Out of 4 games, I won 3 in fewer than 10 minutes with artillery and only one in 15 minutes with melee. The AI does not try to destroy your melee units even as they get close to its King, so it’s just a matter of flanking.

E. Did I make interesting decisions? No.

F. Final Rating: Obsolete. Battle 1917 looks smarter than it is. Still, it is fast, not unpleasant to play and it gives you this fuzzy feeling when you see enemy icons disappear, so there were worse games out there.


Battle 1917 received few reviews, and they were never great though most had some deference to the fact that it won a competition. Home Computing Weekly (31st January 1984) gives it 4 stars out of 6, good program, “[but] nothing can beat the classic board game of Chess, and this did not change my opinion.Crash calls it in March 1984 a “specialized taste” but reckons that “[it has] strong element of luck as to who wins a battle. This does rather destroy the tactical value somewhat. It certainly isn’t what you would call an addictive game.

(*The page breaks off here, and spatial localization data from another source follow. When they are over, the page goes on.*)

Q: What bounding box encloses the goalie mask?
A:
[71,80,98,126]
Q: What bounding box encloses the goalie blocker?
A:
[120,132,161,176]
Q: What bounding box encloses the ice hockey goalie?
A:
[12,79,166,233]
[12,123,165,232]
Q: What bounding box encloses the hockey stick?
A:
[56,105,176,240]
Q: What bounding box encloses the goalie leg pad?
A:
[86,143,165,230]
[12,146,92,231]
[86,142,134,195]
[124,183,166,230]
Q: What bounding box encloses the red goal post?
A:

The only dissonant voice is from Angus Ryall, who returns to Battle 1917 for Crash in November 1984 and this time the deference is over: “The program treats the user like a favoured but moronic grandchild (this does not bode well for the Cambridge Awards Jury. Who are they? Are they utterly bold?)” Speaking of moronic, Ryall comically misses the point when he complains in the same review “units are grouped together in fours, and orders can only be given to the group as a whole.” I agree the game is mediocre, but this behaviour is the purpose of the game, Angus!

It is hard to gauge the success of Battle 1917. If it is any indication, the Cambridge Award runner-up War 70 received a Commodore 64 version while Battle 1917 did not. What’s sure is that after those two games CCS doubled down on wargames, so it cannot have been a total failure. We are going to see a lot more of CCS in the coming articles.